Traders like to look for tells, or leads, in the market. It is a fairly simple and obvious strategy. Figure out what is most important to the market at any given time, see what that is doing, then use that indicator as a way to define your trading. Those leads are usually something that has an obvious macroeconomic impact, like the dollar or interest rates. I will assert that in this current speculative environment, two of the most important leads are the most visible speculative memes: Tesla (TSLA) and Bitcoin.
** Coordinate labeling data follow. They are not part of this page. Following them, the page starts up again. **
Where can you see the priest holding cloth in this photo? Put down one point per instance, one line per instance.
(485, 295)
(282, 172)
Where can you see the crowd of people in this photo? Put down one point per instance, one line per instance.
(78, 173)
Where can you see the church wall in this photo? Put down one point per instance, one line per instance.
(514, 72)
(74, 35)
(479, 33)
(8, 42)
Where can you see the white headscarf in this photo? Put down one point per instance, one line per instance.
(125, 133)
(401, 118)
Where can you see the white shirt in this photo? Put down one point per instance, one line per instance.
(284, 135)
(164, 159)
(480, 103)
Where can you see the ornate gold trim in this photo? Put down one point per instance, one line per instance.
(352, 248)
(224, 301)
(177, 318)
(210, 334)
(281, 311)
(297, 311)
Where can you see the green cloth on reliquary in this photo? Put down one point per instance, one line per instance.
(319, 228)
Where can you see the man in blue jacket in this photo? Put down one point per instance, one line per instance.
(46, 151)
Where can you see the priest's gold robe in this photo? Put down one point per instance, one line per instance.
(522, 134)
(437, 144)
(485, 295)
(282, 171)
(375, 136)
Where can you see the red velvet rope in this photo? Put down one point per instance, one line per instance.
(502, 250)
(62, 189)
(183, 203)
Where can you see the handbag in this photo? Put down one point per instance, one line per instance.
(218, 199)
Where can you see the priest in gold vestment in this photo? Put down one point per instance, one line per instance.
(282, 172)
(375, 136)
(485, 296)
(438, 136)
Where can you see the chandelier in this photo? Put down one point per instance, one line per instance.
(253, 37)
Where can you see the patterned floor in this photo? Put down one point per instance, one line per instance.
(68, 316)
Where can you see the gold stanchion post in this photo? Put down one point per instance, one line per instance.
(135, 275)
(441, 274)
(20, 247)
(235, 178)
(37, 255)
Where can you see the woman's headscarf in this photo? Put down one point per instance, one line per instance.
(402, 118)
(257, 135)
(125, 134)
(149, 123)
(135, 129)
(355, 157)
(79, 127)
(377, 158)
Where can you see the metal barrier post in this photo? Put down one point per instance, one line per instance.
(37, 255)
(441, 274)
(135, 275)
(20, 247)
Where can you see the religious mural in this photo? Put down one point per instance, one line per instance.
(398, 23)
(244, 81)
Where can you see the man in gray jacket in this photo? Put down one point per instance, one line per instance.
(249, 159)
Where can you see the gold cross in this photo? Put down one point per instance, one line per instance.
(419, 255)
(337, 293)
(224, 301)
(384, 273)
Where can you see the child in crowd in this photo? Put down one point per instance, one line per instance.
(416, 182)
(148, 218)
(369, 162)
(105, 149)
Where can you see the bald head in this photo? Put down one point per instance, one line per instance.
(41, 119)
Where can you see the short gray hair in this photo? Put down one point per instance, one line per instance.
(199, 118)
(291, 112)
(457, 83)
Today is an unusual one by recent standards – we actually see a decline in major indices (at least when I write this). The pullback is hardly huge. The S&P 500 Index (SPX) was lower for the week for about a minute before recovering somewhat. (Whew, what a relief!) Considering that we opened the day higher, it was curious to see what might have derailed the latest upward leg. Then I looked at what I consider the current bellwethers of speculative fever and noted that both were lower by about 4%. While there are plenty of other speculative names that kept moving higher, such as pot stocks, TSLA and Bitcoin both sport immense market capitalizations that require continual flows of new money to maintain.
The concept of trading leads is crucial to understanding how algorithms affect the market. Remember that in many cases, the algorithms codify and refine behaviors that were employed by traders for decades or longer. If it seems as though the equity markets are following the lead of, say, the yen vs. the dollar, you can believe that algorithms have noticed that relationship as well. Data mining would reveal a link, if one exists, and trading models would adapt to purchase or sell stocks based on the movement of the yen.
The problem of following leads is that they can be fleeting. I gave the example of the yen as an SPX indicator in the paragraph above. I can think of periods where it worked well as a lead but then stopped as the market moved onto another concern. When I started in the business, the most important economic indicator was the weekly M2 money supply. Everyone was watching that indicator, so it became a lead in itself. Now I will argue that its cousin, the Federal Reserve balance sheet, is of similar importance, but its importance as a lead has diminished except in extraordinary circumstances. The market’s attention can and does change focus.
Leads can also be so long-term in nature that they don’t work well for traders. Last week we explored the relationship of bank stocks to the steepness of the yield curve, noting that they tended to outperform when 10-year yields rose faster than their 2 year counterparts. That is a structural feature of the banking business. But even a factor like that does not work perfectly. Long bond yields declined after today’s CPI release, but the Financial Select Sector SPDR (XLF) is marginally higher. The yield curve is a long-term factor that influences investment decisions more than trading decisions. It is an important lead, but not a perfect one for bank stock traders.
Today’s market environment is dominated by speculation. That means that speculative sectors provide important leads for the markets. I have come to consider TSLA and Bitcoin to be two of the most resilient and profitable items for speculators. TSLA’s recent investment in Bitcoin makes the relationship even more explicit. For now, I will consider those two investments to be a key lead for speculative trading and market sentiment as a whole. At least until that relationship inevitably breaks down like most do.